ISO 8601 timestamps (2026-04-07T09:14:33Z) and syslog-style timestamps (2026-04-07 09:14:33) differ only in the separator character. The character class [T ] handles both in a single pattern. For timestamps with fractional seconds (09:14:33.456), add (\.\d+)? — a non-capturing group with ? making it optional. For timezone offsets (+05:30), add ([+-]\d{2}:\d{2}|Z)?.
\b\d{1,3}\.\d{1,3}\.\d{1,3}\.\d{1,3}\b matches any four-octet dotted-decimal address. The word boundaries prevent matching octets that are part of longer numbers. This pattern does not validate that each octet is 0-255 — 999.999.999.999 matches. For log analysis, where invalid IPs are the minority and you'd rather flag them than silently drop them, this is the right tradeoff. Stricter validation belongs in a separate step after extraction.
[abc] matches any character in the set. [a-z] matches any lowercase letter. [^abc] matches any character NOT in the set. Character class negation is cleaner than non-greedy dot matching for parsing delimited content: [^"]* (everything except a double-quote) is more precise than .*?" (anything up to the next double-quote). In access log parsing, [^"]* for the request field is both faster and more correct.

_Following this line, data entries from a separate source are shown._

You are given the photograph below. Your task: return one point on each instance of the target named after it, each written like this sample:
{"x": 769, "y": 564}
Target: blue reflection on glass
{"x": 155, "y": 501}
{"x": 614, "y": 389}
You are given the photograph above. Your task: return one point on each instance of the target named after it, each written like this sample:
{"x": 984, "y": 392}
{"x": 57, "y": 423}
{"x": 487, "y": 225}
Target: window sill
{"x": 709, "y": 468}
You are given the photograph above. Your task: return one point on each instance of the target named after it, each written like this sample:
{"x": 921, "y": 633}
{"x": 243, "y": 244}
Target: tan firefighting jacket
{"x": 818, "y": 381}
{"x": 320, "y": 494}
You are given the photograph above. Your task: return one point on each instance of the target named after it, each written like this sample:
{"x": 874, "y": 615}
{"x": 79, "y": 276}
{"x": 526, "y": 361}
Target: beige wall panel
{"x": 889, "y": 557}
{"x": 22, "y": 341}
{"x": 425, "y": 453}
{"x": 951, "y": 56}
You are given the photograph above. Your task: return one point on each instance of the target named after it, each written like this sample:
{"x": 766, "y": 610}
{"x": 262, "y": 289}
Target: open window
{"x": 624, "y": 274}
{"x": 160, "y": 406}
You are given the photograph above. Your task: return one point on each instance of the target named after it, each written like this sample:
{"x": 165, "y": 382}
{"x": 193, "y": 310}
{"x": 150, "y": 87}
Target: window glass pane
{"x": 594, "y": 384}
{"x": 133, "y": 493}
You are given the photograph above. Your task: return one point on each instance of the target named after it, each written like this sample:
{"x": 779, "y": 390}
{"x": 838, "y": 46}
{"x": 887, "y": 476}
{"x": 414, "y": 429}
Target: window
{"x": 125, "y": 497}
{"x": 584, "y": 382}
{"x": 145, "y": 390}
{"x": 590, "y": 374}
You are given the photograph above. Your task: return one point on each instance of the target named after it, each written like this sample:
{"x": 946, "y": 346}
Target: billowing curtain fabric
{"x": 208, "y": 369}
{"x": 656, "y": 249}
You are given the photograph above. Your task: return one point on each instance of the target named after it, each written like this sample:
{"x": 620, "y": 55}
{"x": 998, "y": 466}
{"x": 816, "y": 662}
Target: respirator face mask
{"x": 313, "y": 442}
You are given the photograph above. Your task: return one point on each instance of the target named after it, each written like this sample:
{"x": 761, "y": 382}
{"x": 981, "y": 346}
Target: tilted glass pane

The RFC 5322 specification for valid email addresses is notoriously complex — the full grammar covers quoted strings, comments, and internationalized addresses. In practice, [\w.+-]+@[\w-]+\.[\w.]+ matches the overwhelming majority of email addresses that actually appear in server logs. The philosophy: write the simplest pattern that matches your actual data, not the most theoretically complete pattern for all possible inputs.
When a pattern spans multiple fields separated by variable-length content, .*? (non-greedy dot-star) matches as little as possible before the next anchor. .* (greedy) matches as much as possible, potentially skipping over intermediate fields. For log lines where field order is fixed but field content length varies, .*? between anchors extracts exactly the fields you want without consuming the separators.